The Trump administration has yet to decide on the House Republicans' plan to adjust taxes at the border, Secretary of Commerce Wilbur Ross said Wednesday, addressing speculation that he is opposed to the Paul Ryan-backed proposal.

"Neither the administration nor I has yet taken a position on the border adjustable tax," Ross said in an interview on Fox Business. "We're studying it, we're evaluating it, but we've come to no conclusion yet."

Members of Congress and lobbyists have been closely watching for signs that President Trump will endorse the House GOP border adjustment, a critical component of their tax reform plan.

On Tuesday, sometime Trump adviser and television personality Larry Kudlow reported on Twitter that Ross had staked out opposition to the border adjustment in interior White House talks.
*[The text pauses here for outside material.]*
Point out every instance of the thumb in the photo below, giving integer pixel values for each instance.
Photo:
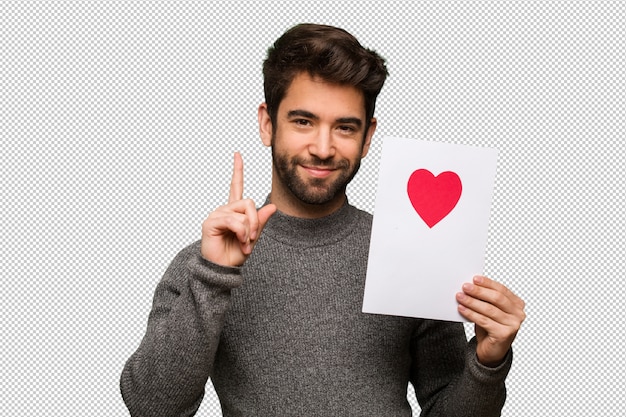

Ross shot down that rumor through his own Twitter account before Wednesday morning's comments.

Recent tensions within the Republican Party over the border adjustment, which is opposed by retailers and other import-heavy industries that would see imports taxed, have raised questions about whether the party might give up comprehensive tax reform and instead try small measures, such as a standalone corporate tax rate reduction.

On Wednesday, however, Ross suggested that tax reform, passed on a partisan basis through the special procedure known as budget reconciliation, is still the leading option. Reconciliation, he said, is "the process we probably need to get any tax bill through."